Re: [ BUG: Invalid wait context ] rtc_lock at: mc146818_avoid_UIP

From: Mateusz Jończyk
Date: Thu Apr 03 2025 - 19:53:59 EST


W dniu 3.04.2025 o 15:12, Thomas Gleixner pisze:
On Sun, Mar 30 2025 at 13:32, Borislav Petkov wrote:
while playing with suspend to RAM, I got this lockdep splat below.

Poking around I found:

ec5895c0f2d8 ("rtc: mc146818-lib: extract mc146818_avoid_UIP")

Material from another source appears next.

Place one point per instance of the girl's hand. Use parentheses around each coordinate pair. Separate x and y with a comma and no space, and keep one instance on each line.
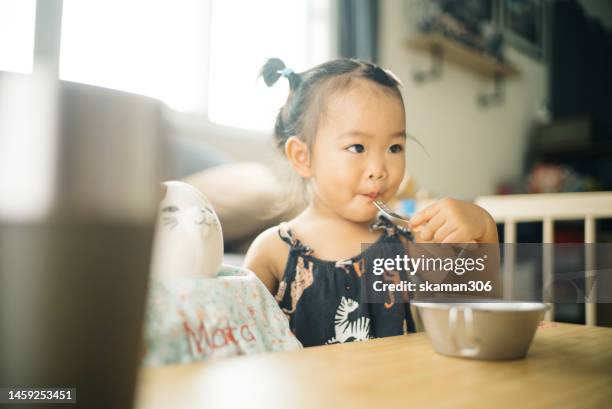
(454,221)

which is doing this funky taking and dropping the rtc_lock and I guess that's
inherited from ye olde times.

I "fixed" it so lockdeup doesn't warn by converting rtc_lock to a raw spinlock
but this is definitely not the right fix so let me bounce it off to the folks
on Cc who might have a better idea perhaps...
Converting it to a raw lock "fixes" the problem, but RT people will hunt
you down with a big latency bat.

But this is not related to the commit above and not new.

timekeeping_suspend() has always invoked mach_get_cmos_time() with the
freeze lock held and mc146818_get_time() has always locked rtc_lock.

I wonder, why this splat hasn't popped before. On RT lockdep should have
complained forever. Sebastian???

Hello,

I was able to trigger the bug on Linux 6.1.0 with
CONFIG_PROVE_RAW_LOCK_NESTING enabled and I suspect it can be
triggered much earlier.

It is likely that only after

commit 560af5dc839eef ("lockdep: Enable PROVE_RAW_LOCK_NESTING with PROVE_LOCKING.")

people are seeing this simply because no one previously did
the test with CONFIG_PROVE_RAW_LOCK_NESTING=y.

See https://lore.kernel.org/all/CAP-bSRZ0CWyZZsMtx046YV8L28LhY0fson2g4EqcwRAVN1Jk+Q@xxxxxxxxxxxxxx/ :

This splat happens on suspend/resume on a HP laptop. It doesn't appear
to be a recent regression, as a bisect only leads to 560af5dc839e
("lockdep: Enable PROVE_RAW_LOCK_NESTING with PROVE_LOCKING.") -

Ccing Chris Bainbridge <chris.bainbridge@xxxxxxxxx>, author of the previous bug report.

Greetings,

Mateusz